Local enhanced service commissioning through GP contracts


This document sets out how integrated care boards (ICBs) can commission local enhanced services through primary medical care contracts.


When NHS England became responsible for commissioning primary medical services in 2013, it retained the ability of former primary care trusts to commission local enhanced services through general medical services (GMS), personal medical services (PMS) and alternative provider medical services (APMS) contracts.

In this context local enhanced services were defined as the services outside of national GP contracts providing a wider range of higher quality primary medical services to meet local population needs and priorities.

However, with the intention that all local commissioning decisions would sit with clinical commissioning groups (CCGs), NHS England set out in guidance how it would not commission local enhanced services and that it would be for CCGs to commission a wide range of community-based services, including from general practice, using NHS standard contracts.

Additionally, CCGs did not have direct powers to pay for improvements in the quality of services provided under GP contracts, although NHS England introduced through its co-commissioning programme increasing opportunities for CCGs to design and pay for incentives for improvements in the quality of primary medical care services (local incentive schemes).

New commissioning arrangements

Integrated care boards (ICBs) have had delegated responsibility for commissioning primary medical services under GP contracts since 1 July 2022, carrying over many of the delegated responsibilities that applied to clinical commissioning groups.

The new delegation agreement introduced takes account of NHS England’s ambition to delegate more of its direct commissioning functions than simply primary medical care.

However, the delegation agreement has incorporated an amendment that makes clear ICBs delegated primary medical care responsibilities now include decisions on local enhanced services and local incentive schemes.

This change essentially repatriates the GP contracting and local commissioning responsibilities that existed with primary care trusts prior to NHS England.

Integrated care board commissioning of local enhanced services

Integrated care boards (ICBs) will have inherited from clinical commissioning groups (CCGs) a range of local enhanced services commissioned from general practice under NHS standard contracts. ICBs remain free to carry those contracts over in to 2023/24 and to continue to enter into such contracts with GP providers as it requires.

However, ICBs are also now free to make arrangements for the provision of local enhanced services through contractual variation of existing primary medical care contracts (general medical services, personal medical services and alternative provider medical services) [1].
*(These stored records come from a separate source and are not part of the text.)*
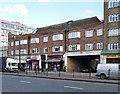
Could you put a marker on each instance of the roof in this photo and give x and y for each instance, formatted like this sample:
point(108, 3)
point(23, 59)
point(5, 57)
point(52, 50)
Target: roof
point(70, 24)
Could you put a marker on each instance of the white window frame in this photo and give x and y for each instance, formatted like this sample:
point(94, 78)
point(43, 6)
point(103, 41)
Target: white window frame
point(99, 32)
point(17, 52)
point(88, 46)
point(114, 32)
point(45, 39)
point(113, 46)
point(12, 43)
point(23, 51)
point(16, 43)
point(45, 50)
point(59, 47)
point(12, 52)
point(36, 50)
point(89, 33)
point(35, 40)
point(99, 46)
point(75, 47)
point(23, 42)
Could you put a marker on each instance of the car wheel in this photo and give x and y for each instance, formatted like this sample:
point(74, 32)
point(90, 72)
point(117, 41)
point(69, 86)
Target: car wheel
point(102, 76)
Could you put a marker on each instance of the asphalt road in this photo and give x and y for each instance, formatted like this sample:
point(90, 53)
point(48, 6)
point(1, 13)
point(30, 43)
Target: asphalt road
point(27, 84)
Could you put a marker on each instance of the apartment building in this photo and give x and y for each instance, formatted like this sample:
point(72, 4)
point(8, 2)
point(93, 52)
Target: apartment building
point(13, 28)
point(111, 53)
point(73, 44)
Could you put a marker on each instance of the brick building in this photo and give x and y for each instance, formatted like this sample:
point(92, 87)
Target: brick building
point(73, 44)
point(111, 53)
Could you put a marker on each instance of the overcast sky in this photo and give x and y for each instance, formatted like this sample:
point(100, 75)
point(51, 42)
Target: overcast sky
point(40, 13)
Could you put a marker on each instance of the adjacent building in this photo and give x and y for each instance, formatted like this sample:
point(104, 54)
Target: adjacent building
point(15, 28)
point(70, 45)
point(111, 53)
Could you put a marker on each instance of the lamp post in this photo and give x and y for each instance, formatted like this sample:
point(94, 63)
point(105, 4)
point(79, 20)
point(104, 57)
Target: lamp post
point(14, 37)
point(19, 56)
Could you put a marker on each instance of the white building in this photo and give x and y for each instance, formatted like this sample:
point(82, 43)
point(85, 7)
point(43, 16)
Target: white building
point(13, 28)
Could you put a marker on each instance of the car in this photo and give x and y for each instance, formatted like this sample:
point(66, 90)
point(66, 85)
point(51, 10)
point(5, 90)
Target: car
point(89, 70)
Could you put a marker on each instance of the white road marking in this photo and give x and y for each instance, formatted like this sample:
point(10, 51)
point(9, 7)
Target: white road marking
point(25, 82)
point(72, 87)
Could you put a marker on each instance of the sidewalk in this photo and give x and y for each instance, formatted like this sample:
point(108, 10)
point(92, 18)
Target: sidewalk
point(66, 78)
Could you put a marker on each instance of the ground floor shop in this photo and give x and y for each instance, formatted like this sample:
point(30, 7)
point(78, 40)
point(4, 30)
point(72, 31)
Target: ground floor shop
point(110, 57)
point(54, 62)
point(78, 61)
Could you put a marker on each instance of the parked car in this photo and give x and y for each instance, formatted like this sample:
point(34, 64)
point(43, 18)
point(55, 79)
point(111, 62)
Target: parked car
point(89, 70)
point(108, 71)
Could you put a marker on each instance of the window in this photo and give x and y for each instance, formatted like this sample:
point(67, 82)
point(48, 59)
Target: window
point(2, 37)
point(16, 42)
point(89, 33)
point(58, 37)
point(74, 47)
point(2, 44)
point(88, 46)
point(115, 17)
point(99, 32)
point(114, 46)
point(45, 39)
point(74, 35)
point(57, 49)
point(23, 51)
point(23, 42)
point(12, 43)
point(46, 50)
point(16, 52)
point(113, 3)
point(114, 32)
point(99, 45)
point(12, 52)
point(35, 40)
point(35, 50)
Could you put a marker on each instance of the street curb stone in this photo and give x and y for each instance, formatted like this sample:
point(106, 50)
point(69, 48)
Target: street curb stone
point(64, 78)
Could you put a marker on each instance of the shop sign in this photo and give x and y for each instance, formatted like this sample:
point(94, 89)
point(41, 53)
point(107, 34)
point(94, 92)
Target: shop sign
point(113, 56)
point(34, 57)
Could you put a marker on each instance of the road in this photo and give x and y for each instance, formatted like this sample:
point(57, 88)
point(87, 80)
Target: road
point(28, 84)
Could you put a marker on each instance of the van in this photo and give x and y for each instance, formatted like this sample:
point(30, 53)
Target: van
point(108, 71)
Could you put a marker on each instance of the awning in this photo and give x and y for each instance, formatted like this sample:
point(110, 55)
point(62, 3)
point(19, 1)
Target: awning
point(110, 52)
point(54, 60)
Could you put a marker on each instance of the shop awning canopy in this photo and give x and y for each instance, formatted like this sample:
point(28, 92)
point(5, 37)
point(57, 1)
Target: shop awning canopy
point(110, 52)
point(54, 60)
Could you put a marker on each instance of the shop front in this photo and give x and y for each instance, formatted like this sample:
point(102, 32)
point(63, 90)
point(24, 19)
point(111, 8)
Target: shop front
point(54, 62)
point(110, 57)
point(32, 62)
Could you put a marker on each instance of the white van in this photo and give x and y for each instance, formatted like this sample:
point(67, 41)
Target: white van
point(108, 71)
point(11, 64)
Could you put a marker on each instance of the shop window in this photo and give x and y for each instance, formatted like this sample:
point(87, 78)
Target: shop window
point(74, 35)
point(89, 33)
point(74, 47)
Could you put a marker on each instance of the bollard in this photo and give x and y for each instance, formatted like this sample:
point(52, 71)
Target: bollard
point(59, 72)
point(47, 72)
point(89, 73)
point(108, 74)
point(73, 73)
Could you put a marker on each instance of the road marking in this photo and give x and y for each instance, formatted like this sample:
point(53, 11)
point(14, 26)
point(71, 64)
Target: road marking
point(25, 82)
point(72, 87)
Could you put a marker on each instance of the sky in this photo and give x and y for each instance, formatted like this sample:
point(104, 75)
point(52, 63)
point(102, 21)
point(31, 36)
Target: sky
point(41, 13)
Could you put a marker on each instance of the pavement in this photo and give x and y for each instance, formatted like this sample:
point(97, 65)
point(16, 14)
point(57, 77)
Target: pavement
point(28, 85)
point(66, 78)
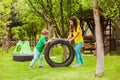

[1] While primary medical services contract regulations do not require an enhanced service schedule to be included in contracts, NHS England’s standard GMS contract and PMS agreement all include an enhanced service section which allows the details of such services and relevant specifications to be included, where the parties agree that the contractor is going to provide such services. APMS contracts can include enhanced services in the main service specification or could equally introduce a new enhanced service schedule.

This should mean a simplification for both ICBs and GP providers in agreeing and incorporating local enhanced services as these will now be provided and governed by GP practices core primary medical services contracts.

Like CCGs, ICBs will still need to decide whether local enhanced services could be delivered by a number of potential providers (which may include GP providers) or whether they could only be provided by GP providers. ICBs will also need to decide how to arrange those services with those providers with regard to relevant rules that may apply. At the time of publication current procurement rules apply and should be followed but a new set of rules (NHS provider selection regime) is expected to be introduced.

For services that can be delivered by a number of potential providers, ICBs will still need to decide whether to undertake a tender exercise to identify a single provider (or limited group of providers) or whether to allow patients to choose from a range of qualified providers.

For local enhanced services for which there are no other possible providers, for instance because they require list-based primary medical care, or for services of a minimal value, ICBs will be able to arrange these services directly via agreed contract variation.


In conclusion integrated care boards (ICBs) may commission local enhanced services from general practice and this may be arranged using the GP contract as the contracting vehicle rather than the NHS standard contract.

The rules around determining whether services are best delivered by practices or other providers have not changed.

ICBs will continue to ensure that the services they commission from general practice deliver the best quality and outcomes for patients, provide value for money, give patients choice wherever appropriate, and adhere to rules as may apply in deciding who should provide those services.